Clinical Trials (definition of)
Clinical trials are the procedures by which new drugs (like Gemcitabine, Navelbine, and Alimta®), therapies, and techniques for the treatment of diseases, like mesothelioma, are tested. Before a new drug is subjected to clinical trials, there must be some preliminary indications that a particular drug or technique will be effective and safe. Most clinical trials are funded by the pharmaceutical industry using U.S. government funds, but many of these are funded and operated by cancer centers, clinics, research hospitals, or foundations dedicated to a specific disease like peritoneal mesothelioma. Under the profit-driven corporate model of "health care," this is necessary as less "profitable" diseases receive very little study or attention.

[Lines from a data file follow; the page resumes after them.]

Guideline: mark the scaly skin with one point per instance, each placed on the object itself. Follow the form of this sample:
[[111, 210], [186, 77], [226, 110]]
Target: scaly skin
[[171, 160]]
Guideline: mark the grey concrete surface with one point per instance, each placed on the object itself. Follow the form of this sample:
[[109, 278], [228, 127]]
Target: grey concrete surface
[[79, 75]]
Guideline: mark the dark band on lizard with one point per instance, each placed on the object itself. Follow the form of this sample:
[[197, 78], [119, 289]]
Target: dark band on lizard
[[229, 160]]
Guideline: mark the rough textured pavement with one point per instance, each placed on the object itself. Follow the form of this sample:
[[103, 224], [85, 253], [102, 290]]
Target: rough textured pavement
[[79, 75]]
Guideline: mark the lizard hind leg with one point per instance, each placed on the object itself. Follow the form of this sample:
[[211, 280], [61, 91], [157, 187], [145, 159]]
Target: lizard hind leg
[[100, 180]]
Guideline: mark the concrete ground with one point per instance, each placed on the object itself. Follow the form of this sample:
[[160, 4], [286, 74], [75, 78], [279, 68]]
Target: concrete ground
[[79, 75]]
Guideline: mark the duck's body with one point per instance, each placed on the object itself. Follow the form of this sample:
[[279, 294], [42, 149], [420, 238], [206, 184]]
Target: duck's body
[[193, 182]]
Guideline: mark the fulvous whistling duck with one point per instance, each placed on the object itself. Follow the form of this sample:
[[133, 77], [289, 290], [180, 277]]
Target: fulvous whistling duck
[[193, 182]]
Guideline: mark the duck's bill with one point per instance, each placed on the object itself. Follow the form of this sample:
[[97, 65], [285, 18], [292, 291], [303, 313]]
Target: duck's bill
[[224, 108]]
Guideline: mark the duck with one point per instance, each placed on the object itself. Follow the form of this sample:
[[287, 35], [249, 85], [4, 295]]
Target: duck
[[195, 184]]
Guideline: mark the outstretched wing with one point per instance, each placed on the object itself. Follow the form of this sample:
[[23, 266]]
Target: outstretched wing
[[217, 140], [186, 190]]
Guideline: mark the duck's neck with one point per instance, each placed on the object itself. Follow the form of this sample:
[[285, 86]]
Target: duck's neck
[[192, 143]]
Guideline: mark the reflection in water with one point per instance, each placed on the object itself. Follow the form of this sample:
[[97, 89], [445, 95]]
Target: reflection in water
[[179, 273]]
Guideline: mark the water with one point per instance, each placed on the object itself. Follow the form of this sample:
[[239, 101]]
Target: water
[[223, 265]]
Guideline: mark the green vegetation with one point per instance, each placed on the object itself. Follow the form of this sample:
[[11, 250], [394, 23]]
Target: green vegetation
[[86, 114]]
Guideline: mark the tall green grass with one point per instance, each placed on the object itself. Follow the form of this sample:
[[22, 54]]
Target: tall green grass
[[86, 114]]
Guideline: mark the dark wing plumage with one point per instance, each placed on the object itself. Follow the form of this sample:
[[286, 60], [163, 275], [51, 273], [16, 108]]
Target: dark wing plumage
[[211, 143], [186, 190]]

Clinical trials are regulated by the Food and Drug Administration, which determines the requirements for procedures and participation. When it comes to serious, potentially terminal conditions, competition for spots in a clinical trial is fierce. Even then, there is no guarantee that a patient will not wind up being part of a "control" group that receives a placebo rather than the actual treatment.
Once the trials have been completed, the results are published in a medical journal and/or used as data for the FDA application that will determine whether or not the drug reaches the market.
There are risks to participating in a clinical trial. The condition may not respond to the treatment, or it may become worse; there may also be unforeseen side effects. For patients with a terminal prognosis however, this is usually not an issue.